GZip File Reading
Lars T. Kyllingstad
public at kyllingen.NOSPAMnet
Thu Mar 10 02:57:47 PST 2011
On Thu, 10 Mar 2011 10:17:17 +0000, Russel Winder wrote:
> On Wed, 2011-03-09 at 23:53 -0500, dsimcha wrote:
>> I noticed last night that Phobos actually has all the machinations
>> required for reading gzipped files, buried in etc.c.zlib. I've wanted
>> a high-level D interface for reading and writing compressed files with
>> an API similar to "normal" file I/O for a while. I'm thinking about
>> what the easiest/best design would be. At a high level there are two
>> designs:
>
> But isn't a gzip (or zip, 7z, bzip2, etc., etc.) file actually a
> container: a tree of files.
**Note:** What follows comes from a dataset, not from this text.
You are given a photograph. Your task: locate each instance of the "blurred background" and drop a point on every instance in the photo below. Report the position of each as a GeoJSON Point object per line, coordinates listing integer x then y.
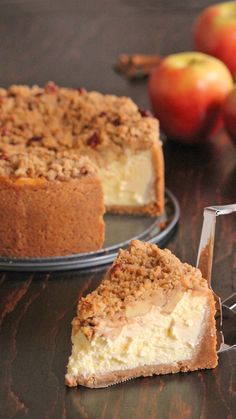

So isn't it more a persistent data
> structure that has a rendering as a single flat file on the filestore,
> than being a partitioned flat file which is what you will end up with if
> you head directly down the file/stream route?
Nope, a gzip or bzip2 file only contains a single file. To zip several
files, you first make a tar archive, and then you run gzip or bzip2 on
it. That's why most compressed archives targeted at the Linux platform
have extensions like .tar.gz, .tar.bz2, and so on.